Originally inhabited by nomadic Ute Indian tribes, this area of bubbling hot springs has long been a destination for the health seeker.

In the early 1880's, James Landis homesteaded the confluence of the Roaring Fork and Grand Rivers that would become Glenwood Springs.

In 1880, Defiance camp was set up at Grand Springs, now Glenwood Springs.

Early settlers Isaac Cooper and Walter Devereux saw the potential for Glenwood Springs to become a highly regarded destination and
developed these amenities into a world class resort.

On November 8th, 1887, John Henry "Doc" Holliday died of tuberculosis in the Hotel Glenwood. (The Hotel Glenwood burned to the ground in
December of 1945.)

Doc Holliday was buried in Linwood Cemetery; but the exact location of his gravesite is unknown.

The arrival of the railroads in 1887 brought the first train-loads of tourists to enjoy all that Glenwood has to offer. The addition of the Vapor
Caves, Hotel Colorado and Fairy Caves provided a total package for the well-heeled traveler. The local economy was not only fueled by tourism,
but also coal mining, farming and ranching, commerce and outdoor recreation. A visit to historic Glenwood Springs will take you back in time to
enjoy all of the amenities that were formerly reserved for the well-to-do.

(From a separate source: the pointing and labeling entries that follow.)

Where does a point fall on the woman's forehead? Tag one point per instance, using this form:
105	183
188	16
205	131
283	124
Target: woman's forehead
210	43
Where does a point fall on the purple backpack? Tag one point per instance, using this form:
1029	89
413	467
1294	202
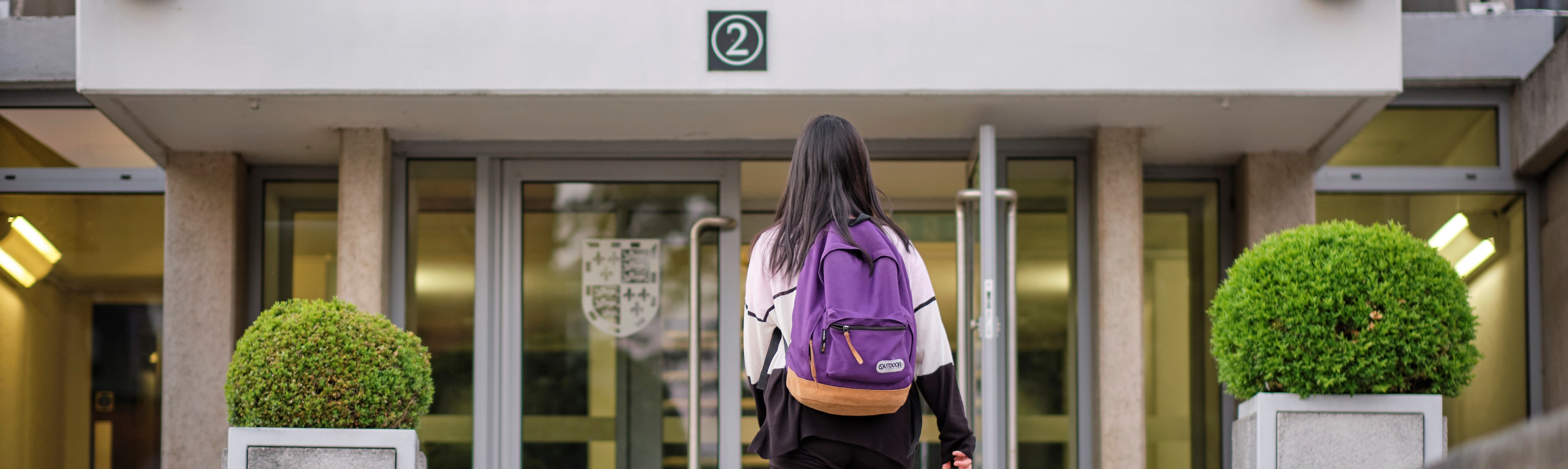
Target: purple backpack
852	347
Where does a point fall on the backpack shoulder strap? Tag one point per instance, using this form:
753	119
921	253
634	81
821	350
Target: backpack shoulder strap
774	349
767	360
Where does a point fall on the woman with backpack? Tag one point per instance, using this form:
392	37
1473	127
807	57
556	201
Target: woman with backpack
843	332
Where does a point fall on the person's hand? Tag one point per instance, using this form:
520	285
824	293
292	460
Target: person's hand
960	462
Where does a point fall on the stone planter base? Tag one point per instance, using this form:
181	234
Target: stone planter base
1279	430
322	449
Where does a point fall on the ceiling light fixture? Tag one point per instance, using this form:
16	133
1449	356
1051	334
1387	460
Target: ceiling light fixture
1450	231
1476	258
16	270
26	253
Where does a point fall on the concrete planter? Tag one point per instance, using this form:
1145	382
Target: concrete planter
1280	430
322	449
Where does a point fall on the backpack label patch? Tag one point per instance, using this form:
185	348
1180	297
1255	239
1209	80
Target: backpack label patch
890	366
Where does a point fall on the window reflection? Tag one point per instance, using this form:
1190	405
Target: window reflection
440	303
1180	275
299	241
1047	311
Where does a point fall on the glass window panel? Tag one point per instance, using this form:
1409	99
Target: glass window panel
1047	313
299	241
81	330
1424	137
1498	396
592	399
440	305
1181	273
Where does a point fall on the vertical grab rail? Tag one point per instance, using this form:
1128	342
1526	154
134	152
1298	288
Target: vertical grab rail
695	339
1010	197
963	302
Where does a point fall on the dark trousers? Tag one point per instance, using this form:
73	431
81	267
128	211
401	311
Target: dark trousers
825	454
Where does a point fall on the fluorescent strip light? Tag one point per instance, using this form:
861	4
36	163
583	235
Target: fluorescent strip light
1476	256
15	269
1450	230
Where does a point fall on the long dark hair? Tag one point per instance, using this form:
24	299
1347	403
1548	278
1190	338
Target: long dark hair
830	181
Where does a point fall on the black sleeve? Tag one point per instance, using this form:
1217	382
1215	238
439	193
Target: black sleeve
942	394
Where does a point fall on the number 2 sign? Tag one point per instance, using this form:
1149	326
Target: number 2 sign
738	40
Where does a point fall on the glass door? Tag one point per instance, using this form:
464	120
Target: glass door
1020	305
985	305
608	263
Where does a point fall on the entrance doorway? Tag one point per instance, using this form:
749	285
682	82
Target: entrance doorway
586	292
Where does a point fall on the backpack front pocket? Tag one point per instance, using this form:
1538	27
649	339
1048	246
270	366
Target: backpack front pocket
868	350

Historic Ghost Walks through Linwood Cemetery

                                                                                      Held annually every October

Each fall, visitors and locals can enjoy the “Ghost Walk” to Pioneer Cemetery, where you can listen to the ghosts give firsthand accounts of their
lives during the early days of Glenwood Springs. The walk begins at the trailhead to Linwood (Pioneer) Cemetery at 12th Street and Bennett,
where tour guides lead you up to and through Glenwood's oldest cemetery. Different performers each weekend. Tickets available in person at
the Frontier Historical Museum or Through the Looking Glass bookstore, both in Glenwood Springs. Tickets also available for purchase with Visa
or MasterCard by calling the museum (970) 945-4448. The Ghost Walk sells out rather quickly, so purchasing at least a week or so in advance
is recommended. Bring a flashlight or lantern and dress appropriately for the weather.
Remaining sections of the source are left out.